2) Custodire con molta cura – e mai insieme alla carta – il proprio codice (PIN – Personal Identification Number), usato per fare i pagamenti o i prelievi. Se possibile, imparare il codice a memoria ed evitare di comunicarlo ad altri.

3) Fare sempre attenzione a non essere osservati quando si digita il proprio codice effettuando prelievi, versamenti e pagamenti utilizzando la carta. Cercare di coprire la tastiera mentre si digita il codice.

La banca non chiede mai il codice della carta che si usa per effettuare i pagamenti quando contatta il cliente telefonicamente, tramite email o altro.

Così come la banca non chiede mai la digitazione del codice per aprire la porta di accesso agli sportelli automatici dove fare prelievi o versamenti.

È possibile usufruire del servizio di avviso offerto dalla banca, grazie al quale si riceve un SMS o una mail per ogni prelievo/pagamento di importo superiore ad un limite stabilito.

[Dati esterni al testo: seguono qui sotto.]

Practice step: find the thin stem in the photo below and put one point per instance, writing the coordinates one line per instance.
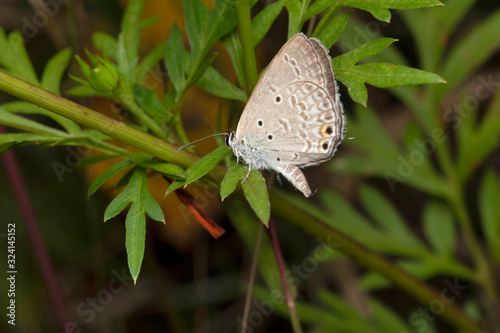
(245, 26)
(290, 301)
(251, 281)
(95, 120)
(416, 288)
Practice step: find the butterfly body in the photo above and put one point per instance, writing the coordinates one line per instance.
(293, 118)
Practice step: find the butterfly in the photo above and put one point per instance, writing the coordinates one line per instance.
(294, 117)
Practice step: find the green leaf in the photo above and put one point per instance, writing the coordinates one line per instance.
(214, 83)
(390, 220)
(233, 176)
(15, 58)
(174, 186)
(148, 62)
(137, 192)
(381, 75)
(135, 239)
(255, 191)
(54, 70)
(439, 228)
(196, 16)
(233, 47)
(201, 70)
(262, 22)
(489, 210)
(332, 32)
(14, 120)
(167, 169)
(149, 102)
(203, 166)
(471, 52)
(175, 58)
(110, 172)
(106, 43)
(223, 20)
(88, 160)
(8, 141)
(130, 28)
(380, 9)
(296, 11)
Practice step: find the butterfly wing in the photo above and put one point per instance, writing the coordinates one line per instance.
(300, 59)
(294, 117)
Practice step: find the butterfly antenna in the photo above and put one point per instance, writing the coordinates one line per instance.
(188, 144)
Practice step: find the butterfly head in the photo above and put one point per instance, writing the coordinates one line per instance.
(230, 138)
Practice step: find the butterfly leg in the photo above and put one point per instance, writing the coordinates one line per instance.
(248, 173)
(279, 179)
(296, 177)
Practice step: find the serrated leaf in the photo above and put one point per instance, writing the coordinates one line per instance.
(175, 58)
(148, 62)
(16, 58)
(380, 9)
(489, 197)
(130, 28)
(262, 22)
(439, 228)
(201, 70)
(135, 239)
(333, 31)
(149, 102)
(471, 52)
(174, 186)
(255, 191)
(89, 160)
(137, 193)
(232, 44)
(203, 166)
(54, 70)
(214, 83)
(14, 120)
(196, 15)
(110, 172)
(381, 75)
(295, 12)
(223, 20)
(233, 176)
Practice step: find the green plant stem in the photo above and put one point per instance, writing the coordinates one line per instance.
(414, 287)
(280, 207)
(290, 302)
(95, 120)
(251, 281)
(245, 26)
(137, 111)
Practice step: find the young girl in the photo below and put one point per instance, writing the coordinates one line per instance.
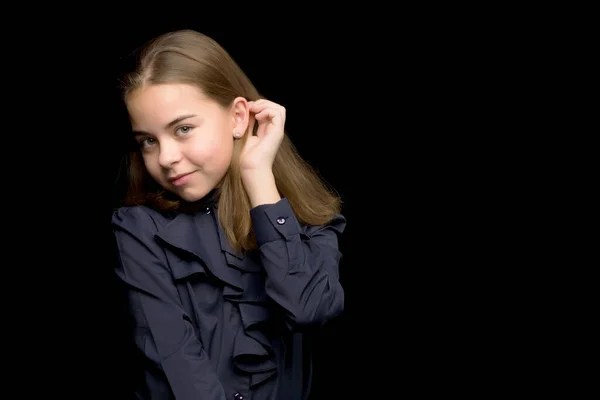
(228, 241)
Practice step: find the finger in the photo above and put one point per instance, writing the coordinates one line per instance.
(260, 105)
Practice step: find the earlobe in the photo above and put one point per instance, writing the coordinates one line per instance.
(241, 116)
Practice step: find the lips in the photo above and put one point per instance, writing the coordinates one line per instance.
(176, 177)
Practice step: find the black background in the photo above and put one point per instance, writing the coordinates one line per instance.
(375, 101)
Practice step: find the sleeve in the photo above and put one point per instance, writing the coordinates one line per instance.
(301, 264)
(175, 364)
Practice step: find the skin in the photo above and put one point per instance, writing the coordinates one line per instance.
(182, 131)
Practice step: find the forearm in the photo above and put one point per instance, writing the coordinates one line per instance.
(261, 187)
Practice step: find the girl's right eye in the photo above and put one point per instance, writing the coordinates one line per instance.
(146, 142)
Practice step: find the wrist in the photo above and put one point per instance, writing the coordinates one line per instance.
(260, 186)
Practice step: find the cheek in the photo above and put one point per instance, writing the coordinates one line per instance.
(216, 151)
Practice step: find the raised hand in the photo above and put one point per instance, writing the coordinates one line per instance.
(259, 151)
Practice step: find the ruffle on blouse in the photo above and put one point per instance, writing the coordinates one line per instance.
(243, 285)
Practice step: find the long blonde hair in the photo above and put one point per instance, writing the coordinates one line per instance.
(190, 57)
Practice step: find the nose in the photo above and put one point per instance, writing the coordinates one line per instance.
(169, 154)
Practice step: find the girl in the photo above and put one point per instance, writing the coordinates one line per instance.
(228, 240)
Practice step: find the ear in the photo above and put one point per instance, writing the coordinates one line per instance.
(240, 113)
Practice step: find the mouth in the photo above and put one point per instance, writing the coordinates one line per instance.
(181, 178)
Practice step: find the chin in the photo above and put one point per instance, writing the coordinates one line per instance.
(192, 195)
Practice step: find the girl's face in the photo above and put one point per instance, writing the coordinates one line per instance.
(185, 138)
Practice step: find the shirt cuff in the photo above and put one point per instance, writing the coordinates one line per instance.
(274, 221)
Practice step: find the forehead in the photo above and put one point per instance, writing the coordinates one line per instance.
(159, 104)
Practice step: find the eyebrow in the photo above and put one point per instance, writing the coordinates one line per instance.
(170, 124)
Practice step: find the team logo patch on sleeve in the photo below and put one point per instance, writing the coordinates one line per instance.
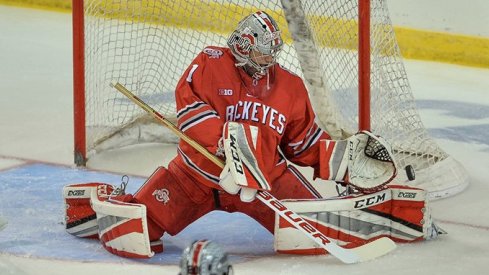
(213, 53)
(225, 92)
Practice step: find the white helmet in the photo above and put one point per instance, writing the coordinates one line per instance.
(256, 32)
(204, 258)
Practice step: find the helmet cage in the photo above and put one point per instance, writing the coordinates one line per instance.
(257, 32)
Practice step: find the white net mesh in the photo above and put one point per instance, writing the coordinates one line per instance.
(146, 45)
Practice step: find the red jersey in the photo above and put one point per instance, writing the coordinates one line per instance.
(213, 90)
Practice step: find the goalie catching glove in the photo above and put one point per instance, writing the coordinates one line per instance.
(243, 169)
(364, 161)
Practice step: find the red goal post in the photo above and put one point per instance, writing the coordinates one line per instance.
(345, 50)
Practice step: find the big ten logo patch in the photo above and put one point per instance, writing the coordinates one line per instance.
(162, 195)
(225, 92)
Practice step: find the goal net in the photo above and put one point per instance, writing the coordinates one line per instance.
(147, 44)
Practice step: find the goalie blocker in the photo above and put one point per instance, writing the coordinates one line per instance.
(398, 212)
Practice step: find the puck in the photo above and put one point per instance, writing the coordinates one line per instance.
(410, 172)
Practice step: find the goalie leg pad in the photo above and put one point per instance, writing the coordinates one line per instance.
(397, 212)
(80, 219)
(123, 227)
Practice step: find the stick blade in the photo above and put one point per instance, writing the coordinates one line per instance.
(3, 223)
(370, 251)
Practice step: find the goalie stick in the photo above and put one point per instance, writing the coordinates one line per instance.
(371, 250)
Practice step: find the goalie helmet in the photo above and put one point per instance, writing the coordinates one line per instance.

Consigli quando si fa un investimento

1) Verificare sempre che colui che si ha davanti sia un soggetto abilitato a svolgere l’attività.

2) Non consegnare mai contanti alla persona che propone l’investimento. Assegni o bonifici devono essere solo a favore della banca, della società finanziaria, ecc. Non anticipare mai del denaro per poter acquistare dei prodotti di investimento.

Per investire i risparmi bisogna sempre rivolgersi a soggetti che possiedono una specifica autorizzazione. Guarda l’elenco sul sito della Banca d’Italia (www.bancaditalia.it) e della Consob (www. consob.it).

L’attività presso il domicilio del cliente può essere effettuata solo da consulenti abilitati all’offerta fuori sede iscritti in appositi albi (es: www.organismocf.it, www.oam.it).

note

[1] Fonte: ABI, “Vademecum contro le truffe”.